Раздел 4: искусство, промыслы, ремесла

(ART, CRAFTS, FOLK ART)

Text 1. MUSIC & DANCE

Assignment. Text 1, 2. Read and translate the texts paying special attention to the names of dances and instruments. Think about the ways of introducing them in the English text and the ways of rendering them in Russian. How can you account for such a great number of xenonyms in these texts?

The folk dances of today derive from the ritual dances performed in ancient Greek temples. One of these dances, the syrtos, is depicted on ancient Greek vases, and there are references to dances in Homer’s works. Many Greek folk dances, including the syrtos, are performed in a circular formation; in ancient times, dancers formed a circle in order to seal themselves off from evil influences.

Each region of Greece has its own dances, but one dance you’ll see performed everywhere is the kalamatianos, originally from Kalamata in the Peloponnese. It’s the dance in which dancers stand in a row with their hands on one another’s shoulders.

Singing and the playing of musical instruments have also been an integral part of life in Greece since ancient times. Cycladic figurines holding instruments resembling harps and flutes date back to 2000 ВС. Musical instruments of ancient Greece included the lyre, lute, piktis (pipes), kroupeza (a percussion instrument), kithara (a stringed instrument), aulos (a wind instrument), barbitos (similar to a violin cello) and the magadio (similar to a harp).

If ancient Greeks did not have a musical instrument to accompany their songs, they imitated the sound of one. It is believed that unaccompanied Byzantine choral singing derived from this custom.

The bouzouki, which you will hear everywhere in Greece, is a mandolin-like instrument similar to the Turkish saz and baglama. It is one of the main instruments of rembetika music - the Greek equivalent of the American Blues. The name rembetika may come from the Turkish word rembet which means outlaw. Opinions differ as to the origins of rembetika, but it is probably a hybrid of several different types of music. One source was the music that emerged in the 1870s in the ‘low life’ cafes, called tekedes (hashish dens), in urban areas and especially around ports. Another source was the Arabo-Persian music played in sophisticated Middle Eastern music cafes (amanedes) in the 19th century. Rembetika was popularised in Greece by the refugees from Asia Minor.

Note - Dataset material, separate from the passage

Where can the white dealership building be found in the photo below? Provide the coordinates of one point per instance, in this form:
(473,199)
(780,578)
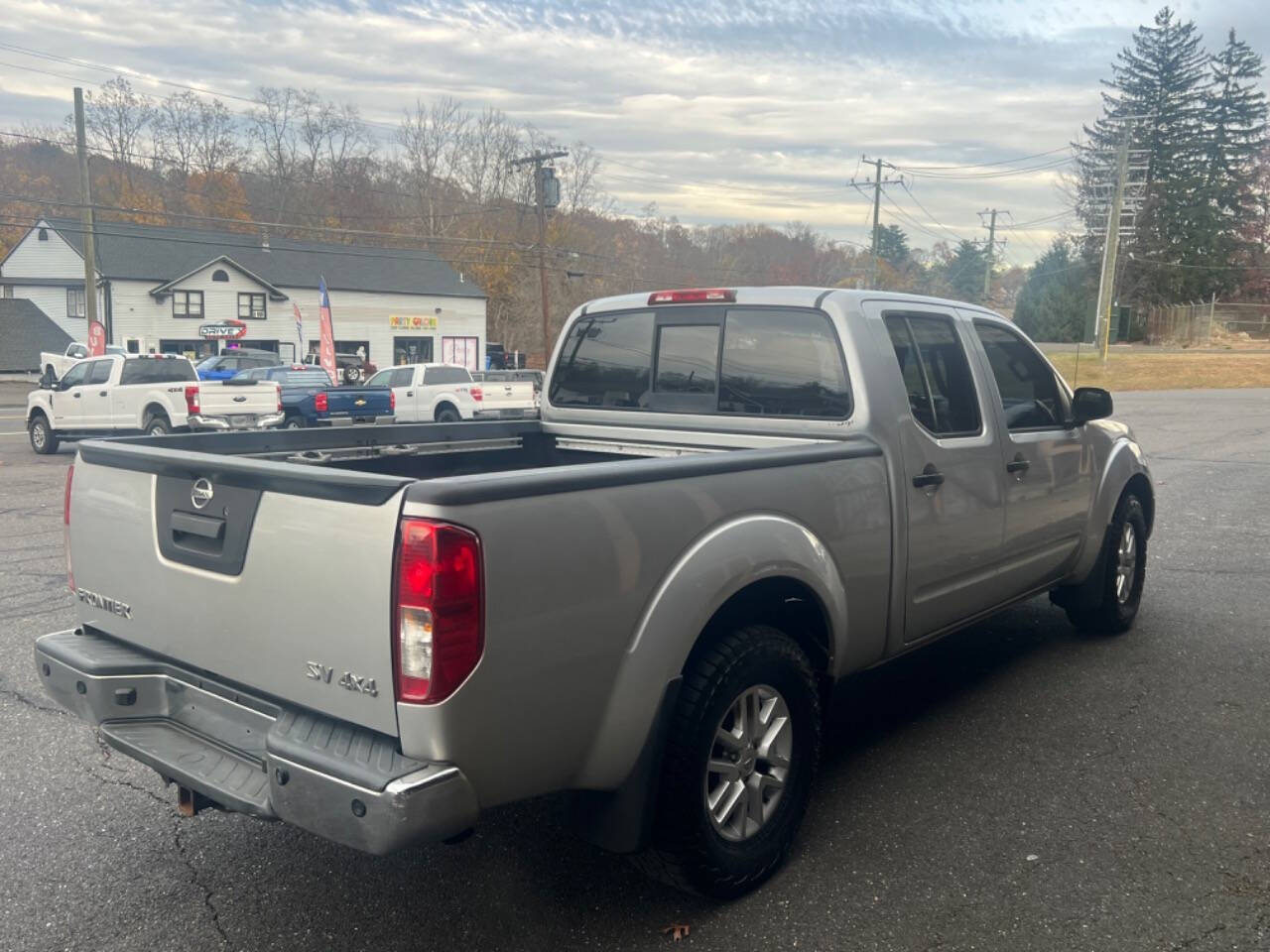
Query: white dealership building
(158,286)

The songs which emerged from the tekedes had themes concerning hashish, prison life, gambling, knife fights etc, whereas cafe aman music had themes which centred around erotic love. These all came together in the music of the refugees, from which a subculture of rebels, called manges, emerged. The manges wore showy clothes even though they lived in extreme poverty. They worked long hours in menial jobs, and spent their evenings in the tekedes, smoking hashish and singing and dancing. Although hashish was illegal, the law was rarely enforced until Metaxas did his clean-up job in 1936. It was in a tekes in Piraeus that Markos Vamvakaris, now acknowledged as the greatest rembetis, was discovered by a recording company in the 1930s.

Metaxas’ censorship meant that themes of hashish, prison, gambling and the like disappeared from recordings of rembetika in the late 1930s, but continued clandestinely in some tekedes. This polarised the music, and the recordings, stripped of their ‘meaty’ themes and language, became insipid and bourgeois. Recorded rembetika even adopted another name - Laiko tragoudi - to disassociate it from its illegal roots. Although WWII brought a halt to recording, a number of composers emerged at this time. They included Apostolos Kaldaras, Georgos Mitsakis and Manolis Hiotis. One of the greatest female rembetika singers, Sotiria Bellou, also appeared at this time.

During the 1950s and 1960s rembetika became increasingly popular, but less and less authentic. Much of the music was glitzy and commercialised, although the period also produced two outstanding composers of popular music (including rembetika) in Mikis Theodorakis and Manos Hatzidakis. The best of Theodorakis’ work is the music which he set to the poetry of Seferis, Elytis and Ritsos.

During the junta years, many rembetika clubs were closed down, but interest in genuine rembetika revived in the 1980s - particularly among students and intellectuals. There are now a number of rembetika clubs in Athens.

Since independence, Greece has followed mainstream developments in classical music. The Athens Concert Hall has performances by both national and international musicians.